What’s cookin’ at Nvidia: A100 graphics card pops out of Huang’s oven

Ever the showman, Nvidia CEO Jensen Huang unveiled the chipmaker’s new A100 data center GPU running Ampere architecture during a video kitchen keynote from his home in California.

“Ladies and gentlemen, the world’s largest graphics card,” Huang said as he struggled to lift a 50-pound graphics card that runs eight of the new GPUs from a lower oven rack.  With 1 million drill holes and 30,000 components, he panted, “It is just a technology marvel.”
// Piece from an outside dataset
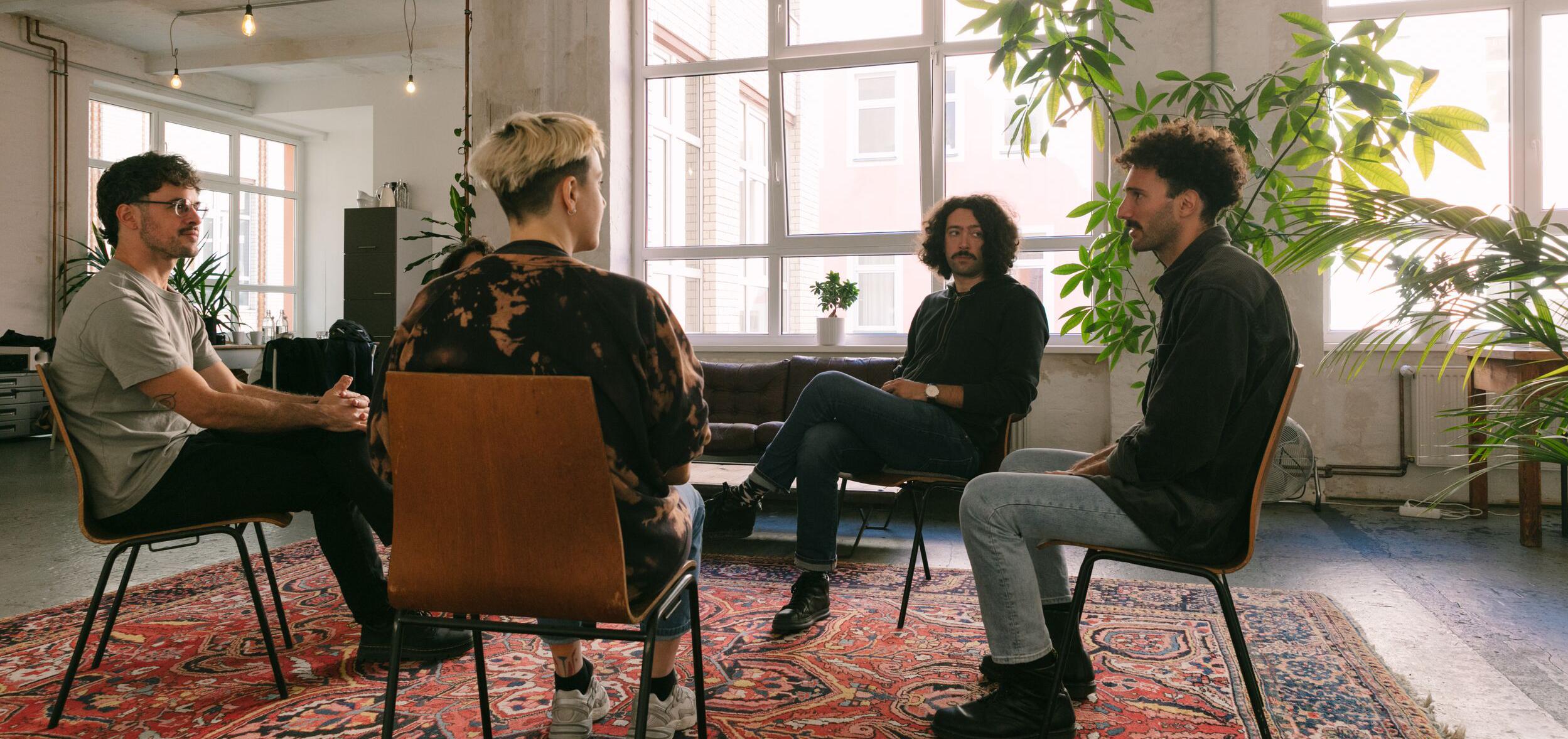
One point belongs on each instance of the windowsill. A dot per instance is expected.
(854, 349)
Huang, who founded Nvidia in 1993 and has always been its CEO, usually crams his keynotes with tons of insights and new products, but this year’s GTC 2020 keynote was a rare sight. More than 46,000 developers registered to see the keynote online because of COVID-19 and were able to witness Huang discuss robotics and AI, alongside data center innovations that have already attracted Argonne National Lab researchers that are studying the novel coronavirus’ spread and future vaccines.
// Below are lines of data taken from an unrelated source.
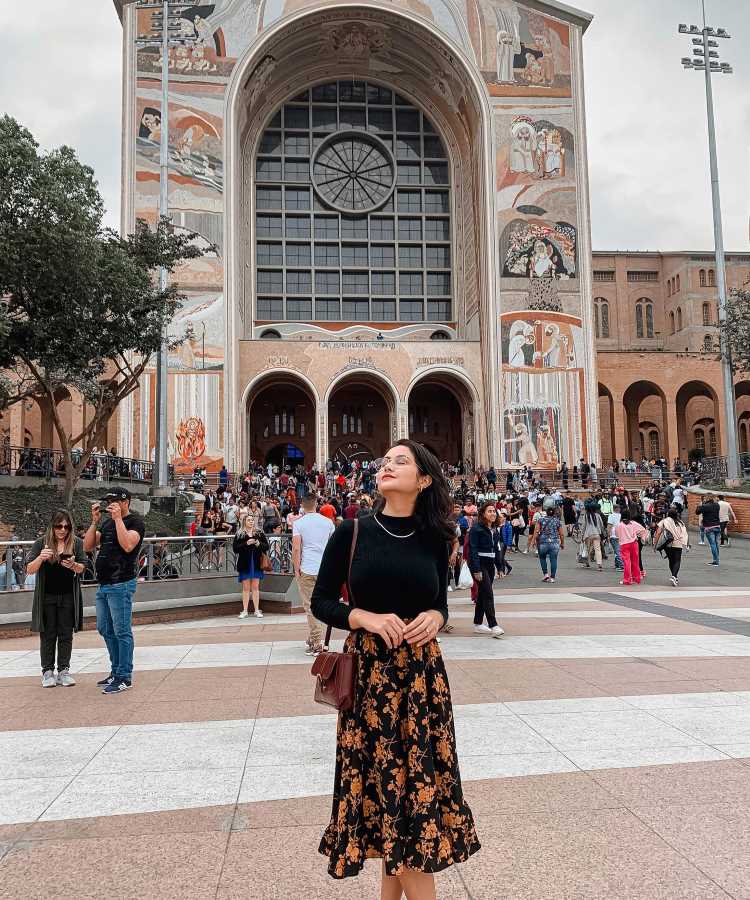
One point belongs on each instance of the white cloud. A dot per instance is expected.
(60, 75)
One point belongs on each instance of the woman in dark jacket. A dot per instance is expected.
(58, 560)
(249, 545)
(484, 548)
Huang’s oven spectacle occurs at minute 7 in the sixth segment of seven video segments that launched on YouTube on Thursday.

The sixth segment runs 23:45 minutes, the longest of the seven, and is arguably the most significant announcement because of the power of the A100 GPU.  It also includes a video action blow-up of the DGX A100 system, which is being used by Argonne. The video was created with Nvidia’s ray tracing graphics technology.

The entire series of kitchen keynote videos runs for 88:22 minutes with the first 12:55 installment here.

Huang saved the A100 for nearly the last in his keynote with good reason. Rumors of the chip’s Ampere architecture have been floated for months, but central to its capabilities is a process called MIG (multi-instance GPU) that allows a company or research firm to run up to seven instances of AI inference work per chip, or 56 such  instances in the graphics card that Huang pulled out of the oven.  With different instances, companies can turn up AI work on demand as needed or run all together for powerful data crunching. “MIG is going to have a profound impact on how we architect data centers,” Huang said.

Ian Buck, general manager of acclerated computing at Nvidia, said data center operators will be able to activate one or several instances of the A100 with a simple command line interface. 

By the numbers, the A100 has 20 times the performance over its predecessors and will act as a machine learning accelerator for data analytics, training and inference in various data analytics, scientific computing and cloud graphics applications. The A100 has 54 billion transistors, the world’s largest chip built on a 7-nm process. It is fabricated by TSMC on a chip on wafer on substrate process (CoWoS). It delivers 1.5 terabytes per second of bandwidth.

nvidia a100 gpu

Nvidia said 18 cloud service providers and computing system builders expect to incorporate the A100 GPUs, such as Alibaba Cloud, AWS, Baidu Cloud, Cisco, Dell, Google Cloud, Hewlett Packard Enterprise, Microsoft Azure,  Oracle and Tencent Cloud.